Il conte d’Altamura, avvegnacchè lo sprezzasse, impegnò l’avvocato, il quale in realtà aveva più ingegno che fortuna e più scienza legale che moralità. Il giuoco era pericoloso. Andare a scegliere, — lui murattista, — un avvocato del partito borbonico per un processo, di cui si faceva una specie di diciarazione di principii ed un affare di partito!

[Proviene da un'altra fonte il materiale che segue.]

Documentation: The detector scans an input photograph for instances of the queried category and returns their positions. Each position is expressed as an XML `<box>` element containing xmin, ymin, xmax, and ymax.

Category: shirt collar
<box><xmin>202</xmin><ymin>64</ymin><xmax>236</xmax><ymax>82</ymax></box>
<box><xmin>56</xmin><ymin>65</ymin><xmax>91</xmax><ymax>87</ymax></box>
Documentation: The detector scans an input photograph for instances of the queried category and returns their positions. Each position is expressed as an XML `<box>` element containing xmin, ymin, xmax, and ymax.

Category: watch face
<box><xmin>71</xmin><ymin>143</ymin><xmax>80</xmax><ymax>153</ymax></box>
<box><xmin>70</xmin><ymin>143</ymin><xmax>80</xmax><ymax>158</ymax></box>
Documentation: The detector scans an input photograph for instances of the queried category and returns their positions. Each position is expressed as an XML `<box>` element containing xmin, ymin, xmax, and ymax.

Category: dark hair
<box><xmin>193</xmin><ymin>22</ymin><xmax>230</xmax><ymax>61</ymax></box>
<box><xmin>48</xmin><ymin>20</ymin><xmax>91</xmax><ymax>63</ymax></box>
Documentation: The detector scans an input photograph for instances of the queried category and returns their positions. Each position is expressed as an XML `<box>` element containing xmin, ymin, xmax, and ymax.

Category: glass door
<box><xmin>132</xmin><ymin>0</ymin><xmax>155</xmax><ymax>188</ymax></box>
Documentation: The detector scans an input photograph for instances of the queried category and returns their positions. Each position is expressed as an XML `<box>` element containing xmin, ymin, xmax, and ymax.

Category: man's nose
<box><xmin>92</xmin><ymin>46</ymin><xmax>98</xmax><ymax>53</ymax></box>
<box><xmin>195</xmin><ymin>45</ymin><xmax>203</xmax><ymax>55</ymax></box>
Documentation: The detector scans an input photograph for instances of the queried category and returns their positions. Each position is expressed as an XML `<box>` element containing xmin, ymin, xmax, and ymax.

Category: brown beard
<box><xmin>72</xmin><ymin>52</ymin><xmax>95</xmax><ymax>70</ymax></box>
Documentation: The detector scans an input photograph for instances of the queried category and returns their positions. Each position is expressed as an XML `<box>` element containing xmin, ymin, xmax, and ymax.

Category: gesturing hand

Avvenne ciò che il conte d’Altamura avrebbe dovuto prevedere. Il marchese d’Atella comperò l’avvocato. La Partanna, seconda moglie del re, ordinò a don Terenzio di condursi bene. Il principe ereditario disse una parola al ministro della giustizia, il quale ne disse un’altra al presidente della Corte. Il giorno dei dibattimenti giunse. Don Terenzio, prima di recarsi al tribunale, assicurò il conte che il processo era guadagnato, e gli ripetè tutte le ragioni legali che gl’inspiravano tale fiducia. L’ora di arringare suonò.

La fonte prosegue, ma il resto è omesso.